The Security of Southern Asia
L’ombre de la Chine s’étend sur l’Asie du Sud. À peine les puissances coloniales évincées, Grande-Bretagne, France, Pays-Bas et Japon, la Chine s’est manifestée. Faute de résistance indigène, les États-Unis ont dû accourir pour d’abord former un barrage, et enfin fournir des hommes pour le défendre en Corée et au Vietnam sud.
L’argument de D.E. Kennedy, Professeur à l’Université de Melbourne est clair : « L’Asie du Sud est dominée par la masse de la République populaire chinoise. Celle-ci est déterminée à affirmer son hégémonie sur ces régions qui, traditionnellement, payaient un tribut à la Chine Impériale, et son idéologie la pousse à hâter l’avènement de la révolution communiste mondiale. » Ainsi la diplomatie chinoise serait animée par deux motivations : l’une traditionnelle et l’autre révolutionnaire.
Selon Kennedy, cette partie du monde constitue une région qui, du fait même de son inorganisation politique et de la faiblesse de ses nouveaux États, invite les puissances étrangères à cette zone à intervenir. L’époque coloniale close – elle va de l’arrivée de Vasco de Gama au départ des Français d’Indochine – s’ouvre une ère nouvelle, et les chancelleries doivent y faire face en ne pouvant se référer à une tradition quelconque. Devant cette situation « nouvelle », des solutions originales doivent être inventées. Selon l’auteur, une différence cardinale existait entre l’Europe et l’Asie après la Seconde Guerre mondiale. Le continent européen a su s’opposer victorieusement aux visées communistes non seulement par l’Otan, mais par la renaissance même des anciennes puissances européennes. Par contre, dans l’Asie du Sud les nouveaux pays n’ont pas su, derrière le bouclier de l’Organisation du Traité de l’Asie du Sud-Est (Otase), se fortifier. Aucun équilibre naturel et politique, aucun équilibre des puissances ne s’est institué, et la coopération entre les États asiatiques est pratiquement inexistante. Seule une barrière militaire – fragile puisque conçue par l’étranger – a été érigée pour isoler Taïwan d’abord puis pour protéger les États frontaliers. Même en dehors de toute volonté d’agression, la Chine, par ses seules dimensions, son rayonnement culturel et politique dans le passé, l’intelligence et l’ardeur au travail de ses habitants, altère désormais l’ordre des choses en cette Asie méridionale. De plus, la disparition du Japon comme puissance militaire – sur l’insistance du général Douglas Mac Arthur – a renforcé cette puissance chinoise, au moment où les États-Unis s’employèrent à créer le vide autour de la Chine renaissante.

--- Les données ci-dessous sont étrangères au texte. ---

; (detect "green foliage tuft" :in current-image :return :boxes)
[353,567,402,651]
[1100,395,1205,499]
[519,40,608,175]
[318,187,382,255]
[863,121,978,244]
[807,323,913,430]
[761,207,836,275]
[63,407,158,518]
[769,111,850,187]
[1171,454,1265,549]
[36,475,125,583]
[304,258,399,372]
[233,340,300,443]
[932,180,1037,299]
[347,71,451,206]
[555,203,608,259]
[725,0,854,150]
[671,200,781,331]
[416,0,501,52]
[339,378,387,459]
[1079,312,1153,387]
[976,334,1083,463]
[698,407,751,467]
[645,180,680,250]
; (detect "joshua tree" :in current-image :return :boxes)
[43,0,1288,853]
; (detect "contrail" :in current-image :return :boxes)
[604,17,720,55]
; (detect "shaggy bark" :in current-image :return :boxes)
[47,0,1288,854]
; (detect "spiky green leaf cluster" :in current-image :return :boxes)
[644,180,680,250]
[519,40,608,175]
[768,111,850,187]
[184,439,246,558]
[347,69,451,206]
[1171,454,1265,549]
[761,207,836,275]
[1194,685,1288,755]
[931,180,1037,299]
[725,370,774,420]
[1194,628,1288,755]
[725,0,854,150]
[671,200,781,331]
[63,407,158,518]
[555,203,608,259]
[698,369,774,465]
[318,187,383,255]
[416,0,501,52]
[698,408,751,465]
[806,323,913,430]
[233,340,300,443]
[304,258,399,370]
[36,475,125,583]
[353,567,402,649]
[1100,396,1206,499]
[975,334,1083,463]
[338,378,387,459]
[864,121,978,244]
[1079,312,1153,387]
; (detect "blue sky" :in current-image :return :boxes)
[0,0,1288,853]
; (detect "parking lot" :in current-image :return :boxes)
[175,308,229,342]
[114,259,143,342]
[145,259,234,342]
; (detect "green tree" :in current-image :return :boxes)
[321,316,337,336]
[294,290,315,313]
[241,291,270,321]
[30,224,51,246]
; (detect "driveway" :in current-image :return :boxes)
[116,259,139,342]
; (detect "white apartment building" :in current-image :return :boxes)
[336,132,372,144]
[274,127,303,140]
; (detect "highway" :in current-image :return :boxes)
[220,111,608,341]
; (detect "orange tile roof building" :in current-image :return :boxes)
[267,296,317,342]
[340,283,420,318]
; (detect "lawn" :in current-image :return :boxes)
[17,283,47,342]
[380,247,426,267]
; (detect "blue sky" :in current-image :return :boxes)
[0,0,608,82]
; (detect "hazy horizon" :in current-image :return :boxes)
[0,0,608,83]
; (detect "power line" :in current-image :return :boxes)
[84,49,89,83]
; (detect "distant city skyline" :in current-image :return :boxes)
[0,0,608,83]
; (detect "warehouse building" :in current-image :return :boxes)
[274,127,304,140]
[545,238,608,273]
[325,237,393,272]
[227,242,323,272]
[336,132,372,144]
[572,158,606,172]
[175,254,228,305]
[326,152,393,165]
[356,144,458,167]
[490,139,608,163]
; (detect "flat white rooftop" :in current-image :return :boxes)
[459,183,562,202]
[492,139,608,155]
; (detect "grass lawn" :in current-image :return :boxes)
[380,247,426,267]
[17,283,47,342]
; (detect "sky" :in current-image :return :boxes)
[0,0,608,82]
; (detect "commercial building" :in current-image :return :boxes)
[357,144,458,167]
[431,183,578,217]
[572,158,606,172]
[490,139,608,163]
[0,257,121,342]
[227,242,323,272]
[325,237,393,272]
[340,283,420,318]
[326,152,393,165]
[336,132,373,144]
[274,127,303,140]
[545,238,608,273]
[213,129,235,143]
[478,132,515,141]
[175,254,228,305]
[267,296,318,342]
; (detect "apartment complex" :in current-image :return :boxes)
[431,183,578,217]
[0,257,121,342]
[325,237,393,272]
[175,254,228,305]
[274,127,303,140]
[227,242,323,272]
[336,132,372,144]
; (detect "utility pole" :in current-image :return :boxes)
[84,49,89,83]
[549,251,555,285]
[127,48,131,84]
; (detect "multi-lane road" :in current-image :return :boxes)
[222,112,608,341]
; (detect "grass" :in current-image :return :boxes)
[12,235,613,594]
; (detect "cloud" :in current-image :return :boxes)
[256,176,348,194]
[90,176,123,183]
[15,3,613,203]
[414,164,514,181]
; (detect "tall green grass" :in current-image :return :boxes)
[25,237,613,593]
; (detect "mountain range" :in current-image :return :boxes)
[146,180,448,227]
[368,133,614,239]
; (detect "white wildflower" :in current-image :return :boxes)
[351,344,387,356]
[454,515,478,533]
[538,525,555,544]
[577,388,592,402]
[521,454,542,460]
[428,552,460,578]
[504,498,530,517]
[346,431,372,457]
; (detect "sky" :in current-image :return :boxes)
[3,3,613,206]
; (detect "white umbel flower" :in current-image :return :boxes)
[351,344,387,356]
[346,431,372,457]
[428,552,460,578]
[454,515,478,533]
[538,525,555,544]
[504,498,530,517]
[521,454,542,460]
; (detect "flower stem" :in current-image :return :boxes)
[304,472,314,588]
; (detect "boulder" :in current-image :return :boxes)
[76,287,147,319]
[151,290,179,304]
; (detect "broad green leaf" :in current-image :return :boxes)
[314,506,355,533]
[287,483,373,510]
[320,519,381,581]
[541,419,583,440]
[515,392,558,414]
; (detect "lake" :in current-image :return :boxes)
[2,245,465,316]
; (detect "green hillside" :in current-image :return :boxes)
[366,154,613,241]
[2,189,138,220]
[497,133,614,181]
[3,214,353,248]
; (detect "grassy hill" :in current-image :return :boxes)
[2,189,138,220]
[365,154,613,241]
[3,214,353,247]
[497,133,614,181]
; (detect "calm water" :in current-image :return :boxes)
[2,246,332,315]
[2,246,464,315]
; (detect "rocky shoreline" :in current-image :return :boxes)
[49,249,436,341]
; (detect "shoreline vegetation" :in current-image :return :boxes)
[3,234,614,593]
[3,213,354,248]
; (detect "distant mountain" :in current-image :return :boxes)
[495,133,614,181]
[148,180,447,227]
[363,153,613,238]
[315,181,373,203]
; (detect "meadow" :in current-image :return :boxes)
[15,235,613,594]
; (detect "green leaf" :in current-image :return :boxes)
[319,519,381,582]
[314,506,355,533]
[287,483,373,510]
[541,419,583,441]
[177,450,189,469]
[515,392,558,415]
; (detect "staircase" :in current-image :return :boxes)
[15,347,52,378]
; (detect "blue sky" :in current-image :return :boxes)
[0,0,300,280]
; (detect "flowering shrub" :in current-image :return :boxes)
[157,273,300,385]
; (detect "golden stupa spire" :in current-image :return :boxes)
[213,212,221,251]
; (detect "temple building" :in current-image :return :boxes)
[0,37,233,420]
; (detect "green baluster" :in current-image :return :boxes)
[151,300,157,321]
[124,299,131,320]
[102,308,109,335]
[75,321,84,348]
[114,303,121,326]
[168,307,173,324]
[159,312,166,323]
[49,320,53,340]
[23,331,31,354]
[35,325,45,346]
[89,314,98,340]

Quelle solution alors imaginer, puisque dans l’arsenal d’hier il n’y a aucune arme ? Une alliance militaire et un cordon de bases sur le continent même, en Corée, au Viet-Nam, au Siam et à Singapour ? c’est la solution continentale… Ou une résistance sur le pourtour de l’Asie : au Japon, dans les îles Riou-Kiou, aux Philippines et en Australie ? c’est la solution navale et aérienne… Mais ce sont des variantes d’application du cordon sanitaire imaginé par le président Truman deux jours après l’ouverture des hostilités en Corée, ce n’est pas là réponse politique permanente (1).
L’étude des intérêts des différentes puissances extérieures à cet espace politique (États-Unis, Grande-Bretagne) – celle des intérêts des puissances asiatiques (zone de l’Inde, de l’Indochine, du complexe philippo-indo-malaisien, de l’Australie-Nouvelle-Zélande) sont instructives parce que révélant des points de vue souvent ignorés. L’analyse des moyens employés par l’URSS et la Chine et celle des différentes parades à la subversion aux Philippines, en Malaisie, et au Viet-Nam mérite de retenir l’attention.
Le chapitre consacré à un « système de défense indigène » répondant aux trois degrés de menace mérite d’être médité. Les analystes de la situation de l’Asie du Sud-Est s’efforcent rarement de dégager des vues constructives ; Kennedy s’y emploie. Quels pourraient être les rôles des pays directement intéressés ? Quels pourraient être ceux d’une Inde (hier neutraliste) et d’un Japon (pour l’instant neutralisé) ? L’auteur estime qu’il est temps de s’interroger sur ces questions pour créer des conditions d’équilibre dans cette Asie menacée par une confrontation majeure. Une telle étude est à porter au crédit de l’Institut pour les Études stratégiques de Londres. On regrettera simplement l’absence d’une cartographie moderne qui aurait illustré la pensée de l’auteur. ♦
(1) Voir la série d’études publiées dans Asia-a handbook sous la direction de Guy Wint (A. Blond, Londres, 1965 ; 856 pages) ouvrage Indispensable à la connaissance de l’Asie moderne.